The total number of people as a percentage of the total population using vape products has remained stable since 2011. This could indicate that vaping works and the people giving up using electronic cigarettes are replaced by ex-smokers, it could also indicate that vaping only works for those who adopted it and don’t wish to transition to not using nicotine.

It seems more likely that people are successfully transitioning out of vaping as the survey highlights the number of ex-smokers taking up vaping continues to grow.

The same graph below illustrates that non-smokers taking up vaping remains negligible – so much for claims that it the vape industry is targeting teens with flavours or that people are taking it up because vaping is “cool”.

The situation is confusing as team go on to state: “E-cigarette use in smokers and recent ex-smokers has plateaued.” The survey does reveal that some people opt to vape and use NRT products at the same time, which would indicate that the restriction placed on juice nicotine content is hindering successful switching.

Despite the plethora of online vendors that have sprung up, and the presence of discount stores in the Far East, the preferred source for buying liquids and devices remains the brick and mortar store.

There is a more equal balance between men and women choosing to vape these days, although a noticeable difference is visible when it comes to age. Younger people prefer to switch from smoking to vaping, while older people (over 65) prefer traditional NRT products.

Worryingly, the number of smokers prepared to use an ecig is declining. As highlighted in last week’s government committee report, this is due in no small measure to the nonsense and fear proliferating newspaper articles and media programs.
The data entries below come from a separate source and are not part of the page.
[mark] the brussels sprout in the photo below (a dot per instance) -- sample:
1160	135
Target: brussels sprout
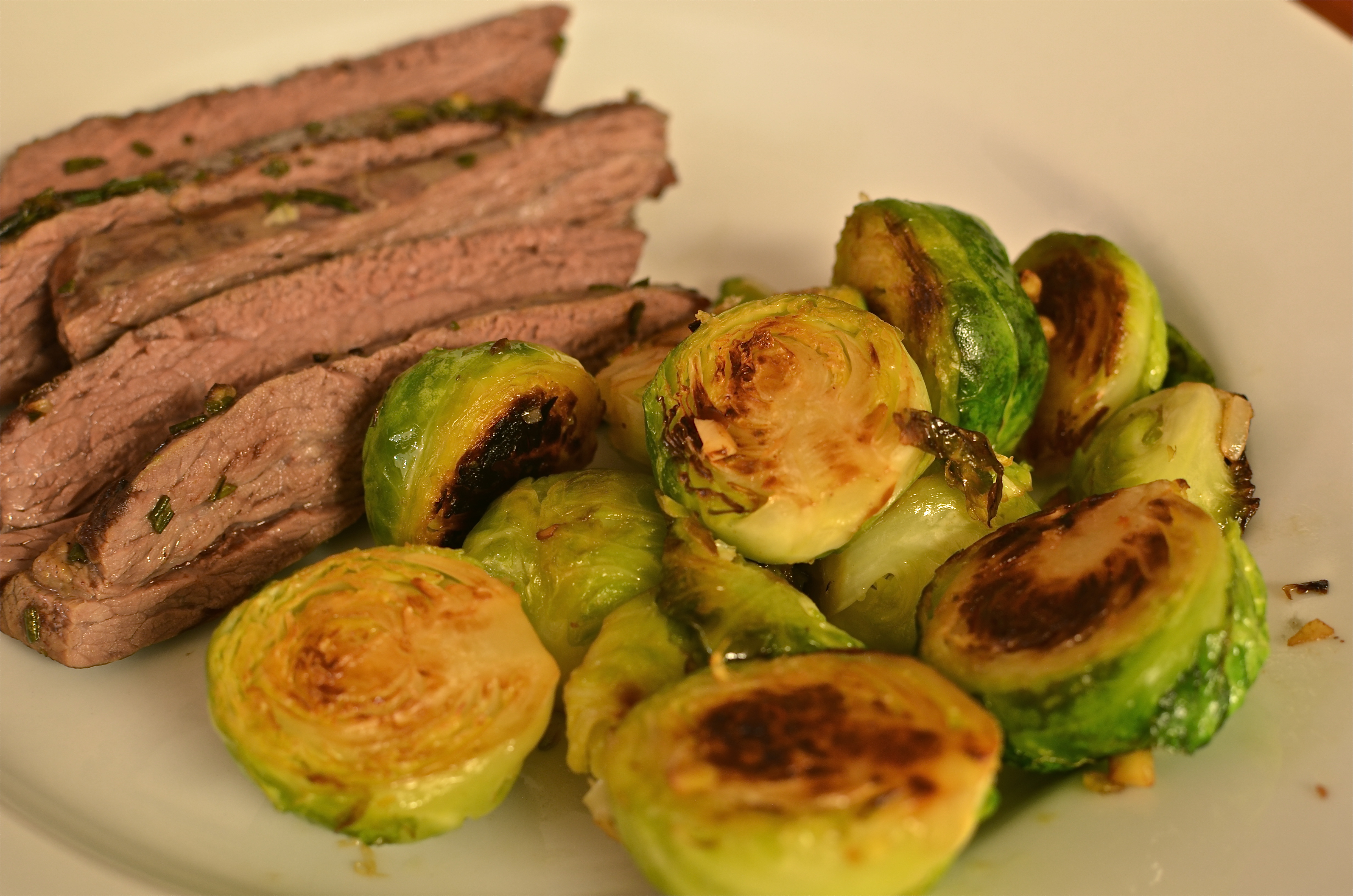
575	546
739	610
460	427
848	294
1109	348
1186	365
823	773
1119	623
1191	432
738	290
945	281
872	587
623	383
775	423
638	653
387	693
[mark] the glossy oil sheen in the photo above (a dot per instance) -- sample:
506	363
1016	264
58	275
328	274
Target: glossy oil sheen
1167	158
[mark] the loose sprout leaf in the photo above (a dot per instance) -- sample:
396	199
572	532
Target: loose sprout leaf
739	610
1187	365
969	462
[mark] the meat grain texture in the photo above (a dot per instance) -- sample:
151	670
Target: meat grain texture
577	170
291	451
512	57
106	415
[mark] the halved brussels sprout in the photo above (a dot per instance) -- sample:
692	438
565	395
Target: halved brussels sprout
775	423
1187	365
946	282
739	610
1109	348
575	546
462	425
1119	623
1191	432
638	653
872	587
823	773
387	693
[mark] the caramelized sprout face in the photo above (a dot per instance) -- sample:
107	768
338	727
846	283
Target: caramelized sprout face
872	587
638	653
1109	348
387	695
739	611
462	425
823	773
575	546
1119	623
775	424
1191	432
945	281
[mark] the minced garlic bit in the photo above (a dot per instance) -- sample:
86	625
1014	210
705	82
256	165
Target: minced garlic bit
1313	631
1100	783
1033	285
715	439
283	214
1049	328
1134	769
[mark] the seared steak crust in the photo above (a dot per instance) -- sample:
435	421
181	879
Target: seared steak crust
509	57
293	443
106	415
585	170
29	350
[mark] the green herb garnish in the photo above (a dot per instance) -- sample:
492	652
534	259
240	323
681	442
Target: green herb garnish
275	168
220	399
222	491
160	515
32	625
51	204
634	317
185	425
83	163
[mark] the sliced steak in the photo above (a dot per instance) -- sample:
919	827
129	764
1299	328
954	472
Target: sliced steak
578	170
507	57
29	350
83	633
294	442
19	547
98	420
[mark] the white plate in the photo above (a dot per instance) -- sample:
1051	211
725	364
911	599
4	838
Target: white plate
1212	141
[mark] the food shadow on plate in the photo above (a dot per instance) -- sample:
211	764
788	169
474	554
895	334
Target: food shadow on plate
1021	791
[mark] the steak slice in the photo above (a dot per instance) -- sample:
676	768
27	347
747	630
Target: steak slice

Although the long-term trend is a decline in smoking, the aforementioned issues of nicotine limits and bogus science reporting has resulted in a small rise in the number of smokers.

This situation is reflected in the growth of the numbers of smokers who perceive vaping as being more dangerous than tobacco use.

For the benefit of those wanting to move away from tobacco use, it is imperative that the government adopts the recommendations of last week’s committee report as a matter of utmost urgency.